The recent advancements in language models, Gato, Minerva, etc. suggest to me that there will be AGI-level "predictor"/"reasoner"/generative model sooner than an "agent". There is some subtlety though w.r.t. Gato, which is an "agent", but decidedly not an RL agent, it doesn't intrinsically value exploration, and it doesn't learn itself/bootstrap itself, and instead does imitation learning from other (actual RL) agents.I feel that this reasoner may suddenly generalise to astonishing capability, e. g. prove math theorems far beyond human comprehension, derive the theory of everything from data, and advance the state of the art in political science, ethics, and engineering, while remaining a non-agent and thus remaining relatively safe.I feel that it will be very important then to resist turning such an AI into an agent by attaching actuators to it and giving it tasks. However, this will be hard, because economic incentives for doing so will be enormous.
This shortform is probably a vague expression of the idea, which is much better thought through here: Conditioning Generative Models for Alignment.
Would the AGI reasoner be of significant assistance to the computer programmers who work on improving the reasoner?

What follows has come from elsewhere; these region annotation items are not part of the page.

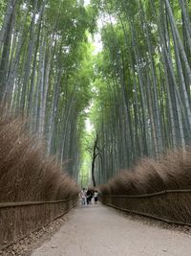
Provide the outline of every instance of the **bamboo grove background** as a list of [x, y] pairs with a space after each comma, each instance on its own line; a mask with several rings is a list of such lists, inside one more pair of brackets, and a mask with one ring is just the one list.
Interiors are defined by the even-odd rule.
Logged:
[[0, 99], [30, 120], [48, 154], [77, 178], [84, 108], [90, 99], [94, 15], [76, 0], [0, 2]]
[[[89, 107], [97, 185], [142, 157], [186, 151], [189, 1], [2, 0], [0, 14], [4, 111], [27, 118], [71, 176], [77, 178], [85, 151]], [[97, 32], [102, 50], [93, 54]]]
[[191, 4], [186, 0], [94, 0], [103, 50], [92, 119], [96, 179], [105, 183], [139, 158], [191, 142]]

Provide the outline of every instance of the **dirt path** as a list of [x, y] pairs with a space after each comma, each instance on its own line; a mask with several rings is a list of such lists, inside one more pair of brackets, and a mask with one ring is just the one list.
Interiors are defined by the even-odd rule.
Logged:
[[189, 256], [191, 236], [133, 221], [113, 209], [77, 208], [32, 256]]

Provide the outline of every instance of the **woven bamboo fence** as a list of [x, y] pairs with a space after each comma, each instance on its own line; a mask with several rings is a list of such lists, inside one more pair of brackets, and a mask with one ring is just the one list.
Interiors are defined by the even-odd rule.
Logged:
[[0, 203], [0, 246], [15, 243], [75, 207], [77, 198]]
[[166, 190], [138, 196], [101, 196], [104, 204], [169, 223], [191, 226], [191, 190]]

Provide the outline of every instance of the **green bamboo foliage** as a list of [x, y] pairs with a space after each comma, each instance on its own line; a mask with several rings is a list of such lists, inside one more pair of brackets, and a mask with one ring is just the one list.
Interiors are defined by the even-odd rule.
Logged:
[[48, 153], [67, 161], [77, 177], [93, 17], [76, 0], [9, 0], [1, 7], [0, 99], [6, 111], [27, 117]]
[[191, 7], [186, 0], [93, 2], [106, 16], [98, 117], [93, 112], [101, 134], [96, 183], [103, 183], [140, 157], [190, 145]]

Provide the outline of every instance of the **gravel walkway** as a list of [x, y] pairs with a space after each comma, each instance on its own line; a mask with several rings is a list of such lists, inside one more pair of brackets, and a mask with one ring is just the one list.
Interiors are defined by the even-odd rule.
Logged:
[[32, 256], [189, 256], [191, 236], [128, 219], [102, 205], [79, 207]]

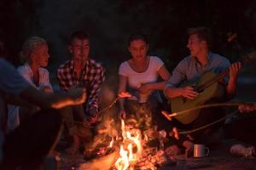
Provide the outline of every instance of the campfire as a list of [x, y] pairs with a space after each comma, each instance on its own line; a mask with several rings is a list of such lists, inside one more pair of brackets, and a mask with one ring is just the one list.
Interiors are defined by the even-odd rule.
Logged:
[[85, 149], [92, 161], [80, 166], [79, 169], [157, 169], [164, 165], [174, 165], [175, 156], [165, 151], [165, 131], [156, 127], [143, 129], [134, 118], [121, 120], [116, 125], [113, 116], [107, 116], [104, 125], [98, 129], [93, 144]]

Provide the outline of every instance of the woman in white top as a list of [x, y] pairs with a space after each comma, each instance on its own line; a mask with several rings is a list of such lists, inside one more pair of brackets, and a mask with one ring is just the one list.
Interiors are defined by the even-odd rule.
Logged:
[[[23, 44], [22, 55], [26, 59], [24, 65], [18, 67], [19, 73], [33, 87], [45, 93], [53, 92], [49, 79], [49, 72], [42, 68], [48, 65], [47, 42], [38, 37], [28, 38]], [[28, 111], [16, 105], [9, 105], [8, 129], [13, 130], [20, 124], [19, 112]]]
[[[151, 114], [152, 111], [155, 111], [150, 110], [155, 109], [154, 104], [156, 103], [149, 102], [149, 100], [153, 99], [157, 102], [160, 101], [156, 90], [164, 88], [166, 81], [170, 77], [170, 73], [160, 58], [148, 55], [148, 42], [143, 34], [131, 36], [128, 50], [131, 53], [131, 59], [123, 62], [119, 66], [119, 93], [125, 92], [129, 88], [128, 91], [132, 94], [132, 97], [125, 100], [125, 104], [129, 105], [127, 107], [125, 107], [125, 99], [120, 99], [119, 116], [125, 118], [126, 116], [134, 113], [138, 122], [143, 122], [144, 125], [149, 126], [151, 124], [149, 122], [151, 122], [151, 115], [156, 114]], [[159, 76], [162, 79], [161, 82], [158, 82]], [[131, 108], [133, 108], [131, 109], [133, 110], [130, 110]], [[134, 110], [134, 108], [137, 110]], [[146, 112], [138, 111], [138, 110], [145, 110], [145, 108], [147, 108]], [[137, 114], [150, 115], [137, 116]]]

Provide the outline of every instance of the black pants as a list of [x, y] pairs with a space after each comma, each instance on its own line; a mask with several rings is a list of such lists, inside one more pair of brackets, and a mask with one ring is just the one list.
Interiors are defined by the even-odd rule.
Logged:
[[43, 110], [8, 133], [0, 169], [35, 169], [56, 140], [61, 127], [55, 110]]
[[[177, 128], [182, 130], [193, 130], [195, 128], [199, 128], [202, 126], [207, 125], [218, 119], [220, 119], [224, 116], [224, 110], [221, 107], [212, 107], [203, 109], [200, 111], [198, 117], [189, 124], [182, 124], [177, 120], [173, 120], [173, 125], [177, 127]], [[201, 143], [205, 144], [207, 139], [207, 138], [211, 136], [212, 133], [216, 132], [221, 127], [224, 126], [224, 121], [218, 122], [215, 125], [212, 125], [209, 128], [196, 131], [195, 133], [190, 133], [190, 136], [194, 139], [195, 143]]]
[[256, 116], [234, 121], [224, 126], [226, 139], [236, 139], [256, 146]]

It seems plausible to me that part of a general intelligence requires a form of causal learning through active interventions. Indeed, there most causal networks are not recoverable from pure statistical information.
This will make these systems much more like an agent rather than an oracle
Indeed, there most causal networks are not recoverable from pure statistical information.
Judea Pearl would probably disagree, in "The Book of Why" he explains that the causal effects are recoverable from statistics, and randomised controlled trials are often unnecessary.
Judea Pearl is well-known for pointing out that not all causal relations are recoverable from only observable data.
See e.g. his seeing, doing, imagining tri-hierarchy
Yes, they are not all recoverable. Per Pearl, researchers should first come up with a scientific hypothesis about the causal model (which variables are causes, which are effects), and then verify or refute it with the help of statistical data. The first step is fundamentally subjective (enter a non-trivial debate and Pearl's views about the nature of causality, and epistemology more generally). But the second step often doesn't require collecting new data.
So, an AGI model can contemplate such hypotheses just as well as human researchers. Whether the hypotheses are "right" is the wrong question. The right question is whether they give the power to answer certain questions.
I like your idea that economic incentives will become the safety bottleneck more so than corrigibility. Many would argue that a pure reasoner actually can influence the world through e.g. manipulation, but this doesn't seem very realistic to me if the model is memoryless and doesn't have the ability to recursively ask itself new questions.
Adding such capabilities is fairly easy, however. Which is what your concern is about.
I have pointed this out to folks in the context of AI timelines: metaculus gives predictions for "weakly AGI" but I consider hypothetical GATO-x which can generalize to a task outside it's training distribution or many tasks outside it's training distribution to be AGI, yet a considerable way from an AGI with enough agency to act on its own.
OTOH it isn't so much reassurance if bootstrapping this thing up to agency with as little as a batch script to keep it running will make it agentic.
But the time between weak AGI and agentic AGI is a prime learning opportunity and the lesson is we should do everything we can to prolong the length of the time between them once weak AGI is invented.
Also, perhaps someone should study the necessary components for an AGI takeover by simulating agent behavior in a toy model. At the least you need a degree of agency, probably a self model in order to recursively self-improve, and the ability to generalize. Knowing what the necessary components are might enable us to take steps to avoid having them in once system all at once.
If anyone has ever demonstrated, or even systematically described, what those necessary components are, I haven't seen it done. Maybe it is an infohazard but it also seems like necessary information to coordinate around.
Maybe it is an infohazard but it also seems like necessary information to coordinate around.
Yes, in this interview, Connor Leahy said he has an idea of what these components are, but he wouldn't tell publicly.
We already have (very rare) human "reasoners" who can see brilliant opportunities to break free from the status quo, and do new things with existing resources (Picasso, Feynman, Musk, etc.). There must be millions of hidden possibilities to solve our problems that no one has thought of.
This seems almost there, in terms of what you were suggesting?